The Wikipedia entry for Receiver operating characteristic references this paper for the Gini=2AUROC-1 result: Hand, David J.; and Till, Robert J. (2001); A simple generalization of the area under the ROC curve for multiple class classification problems, Machine Learning, 45, 171–186. But I'm afraid I don't have easy access to it to see how close it comes to what you want.

• ... and it may be a useless result, as the Gini is usually applied to data that has two categorial labelings, while AUROC is applied to numerical ranking data + a binary label. They may coincide only if your ranking is binary? in which case it would not make much sense to use AUROC at all because it is a 3-point curve with only 2 degrees of freedom... (I have not checked that result, too much paper spam on Wikipedia these days.) May 22 '15 at 21:34

According to the paper (Adeodato, P. J. L and Melo, S. B. 2016), there is a linear relationship between the Area under the KS curve (AUKS) and Area under the ROC curve (AUROC), namely:

$$AUROC = 0.5 + AUKS$$

Proof of equivalnce is included in the paper.

The result Gini=2*AUROC-1 is hard to prove because it is not necessarily true. The Wikipedia article on the Receiver Operating Characteristic curve gives the result as a definition of Gini, and the article by Hand and Till (cited by nealmcb) merely says that the graphic definition of Gini using the ROC curve leads to this formula.

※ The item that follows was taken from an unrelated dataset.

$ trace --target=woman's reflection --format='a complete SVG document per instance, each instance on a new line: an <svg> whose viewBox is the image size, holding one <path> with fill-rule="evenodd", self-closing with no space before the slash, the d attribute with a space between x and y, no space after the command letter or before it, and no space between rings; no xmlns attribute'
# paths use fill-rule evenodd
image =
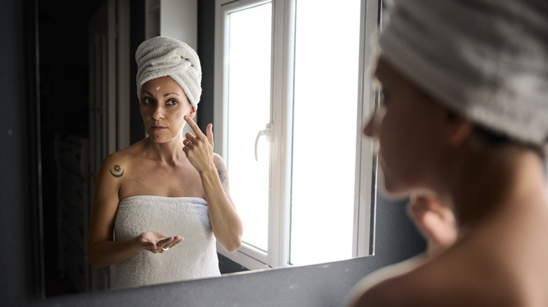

The catch is that this definition of Gini is used in the machine-learning and engineering communities, but a different definition is used by economists and demographers (going back to Gini's original paper). The Wikipedia article on the Gini coefficient sets out this definition, based on the Lorenz curve.

A paper by Schechtman & Schechtman (2016) sets out the relationship between AUC and the original Gini definition. But to see that they cannot be exactly the same, suppose that the proportion of events is p and that we have a perfect classifier. The ROC curve then passes through the top-left corner and AUCROC is 1. However, the (flipped) Lorenz curve runs from (0,0) to (p,1) to (1,1) and the economists' Gini is 1-p/2, which is nearly but not exactly 1.

If events are rare, then the relationship Gini=2*AUROC-1 is nearly but not exactly true using Gini's original definition. The relationship is only exactly true if Gini is redefined to make it true.